Step 2: Define Scope & Boundaries
- Decision Types: In your playbook, list which decisions require Advice Circle input (for example, tool changes, process shifts, major feature pivots) and which do not (day-to-day tickets, minor UI tweaks).
- Exemptions: Clarify any decisions the team leader or sub-group can handle solo to prevent overloading the Circle.
- Visibility: Keep this list in a shared doc or wiki for quick reference.
Step 3: Align on Norms & Onboarding
- Advice ≠ Consensus: At the top of every session, remind participants that advice is guidance, not a veto.
- Feedback Rituals: Start with a quick round—“Who else should we hear from?”—to ensure all impacted voices are surfaced.
- New-Member Shadowing: Pair incoming Advice Circle members with a buddy.
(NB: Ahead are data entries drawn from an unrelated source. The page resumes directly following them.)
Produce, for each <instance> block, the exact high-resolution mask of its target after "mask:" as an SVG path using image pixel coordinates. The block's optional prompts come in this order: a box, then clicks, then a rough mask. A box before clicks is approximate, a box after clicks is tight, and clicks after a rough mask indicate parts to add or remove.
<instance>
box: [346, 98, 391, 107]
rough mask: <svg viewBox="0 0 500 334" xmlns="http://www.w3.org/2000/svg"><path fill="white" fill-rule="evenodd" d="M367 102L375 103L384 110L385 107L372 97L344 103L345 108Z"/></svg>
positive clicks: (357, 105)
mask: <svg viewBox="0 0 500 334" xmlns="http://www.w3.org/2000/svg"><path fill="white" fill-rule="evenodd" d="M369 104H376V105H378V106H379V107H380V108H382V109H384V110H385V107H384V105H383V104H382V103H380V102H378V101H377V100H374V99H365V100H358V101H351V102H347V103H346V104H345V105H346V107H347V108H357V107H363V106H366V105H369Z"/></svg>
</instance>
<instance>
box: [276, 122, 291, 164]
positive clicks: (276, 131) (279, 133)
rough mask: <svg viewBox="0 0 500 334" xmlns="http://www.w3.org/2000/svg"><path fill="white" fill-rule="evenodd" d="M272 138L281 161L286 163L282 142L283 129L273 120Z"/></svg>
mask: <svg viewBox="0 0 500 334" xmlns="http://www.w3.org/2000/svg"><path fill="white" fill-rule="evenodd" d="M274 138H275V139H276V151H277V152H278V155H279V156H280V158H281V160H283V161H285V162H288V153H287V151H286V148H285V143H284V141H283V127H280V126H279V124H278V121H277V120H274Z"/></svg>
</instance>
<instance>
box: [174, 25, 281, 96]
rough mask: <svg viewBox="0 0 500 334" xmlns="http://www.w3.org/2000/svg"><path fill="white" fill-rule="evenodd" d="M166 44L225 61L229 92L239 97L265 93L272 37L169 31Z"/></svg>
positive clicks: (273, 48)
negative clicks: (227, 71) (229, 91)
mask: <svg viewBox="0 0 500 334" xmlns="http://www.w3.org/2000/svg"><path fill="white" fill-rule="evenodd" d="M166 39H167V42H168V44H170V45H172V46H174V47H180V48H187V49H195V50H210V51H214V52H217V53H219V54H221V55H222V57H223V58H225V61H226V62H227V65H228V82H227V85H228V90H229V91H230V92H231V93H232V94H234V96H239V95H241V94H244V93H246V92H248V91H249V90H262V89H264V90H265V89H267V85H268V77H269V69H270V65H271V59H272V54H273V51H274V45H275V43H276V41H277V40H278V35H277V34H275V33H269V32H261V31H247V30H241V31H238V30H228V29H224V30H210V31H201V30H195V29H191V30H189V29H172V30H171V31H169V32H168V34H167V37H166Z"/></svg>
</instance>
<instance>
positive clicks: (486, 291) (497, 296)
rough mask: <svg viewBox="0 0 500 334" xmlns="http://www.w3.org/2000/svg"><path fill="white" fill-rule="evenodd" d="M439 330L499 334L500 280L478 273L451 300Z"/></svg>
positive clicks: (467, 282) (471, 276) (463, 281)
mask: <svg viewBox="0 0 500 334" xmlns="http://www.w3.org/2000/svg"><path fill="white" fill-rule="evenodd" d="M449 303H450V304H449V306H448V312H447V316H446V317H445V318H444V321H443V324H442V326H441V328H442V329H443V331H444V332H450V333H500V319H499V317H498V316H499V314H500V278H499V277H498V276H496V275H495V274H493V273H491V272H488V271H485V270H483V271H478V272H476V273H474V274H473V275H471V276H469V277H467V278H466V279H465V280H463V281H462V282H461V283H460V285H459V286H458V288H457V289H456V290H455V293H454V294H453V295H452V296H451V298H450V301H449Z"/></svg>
They attend one meeting as observers, then co-facilitate the next.
- Playbook Examples: Include 2–3 real past decisions showing how advice shaped outcomes to build shared understanding.
Step 4: Monitor & Evolve
- Retrospective Check-In: In your monthly retro, ask “How well did we seek and use advice?” and capture one improvement action.
- Quick Pulse Survey: Once per quarter, run a one-question anonymous poll: “Did you feel heard when Advice Circle input crossed your work?”
- Adjust Membership & Cadence: If feedback lags or meetings feel stale, shorten cycles, swap roles, or tweak timing until the rhythm fits your team.
By embedding these lean rituals into your existing workflow, teams of up to 15 can harness the full power of the Advice Process—balancing autonomy, expertise, and relational clarity—without getting bogged down in bureaucracy.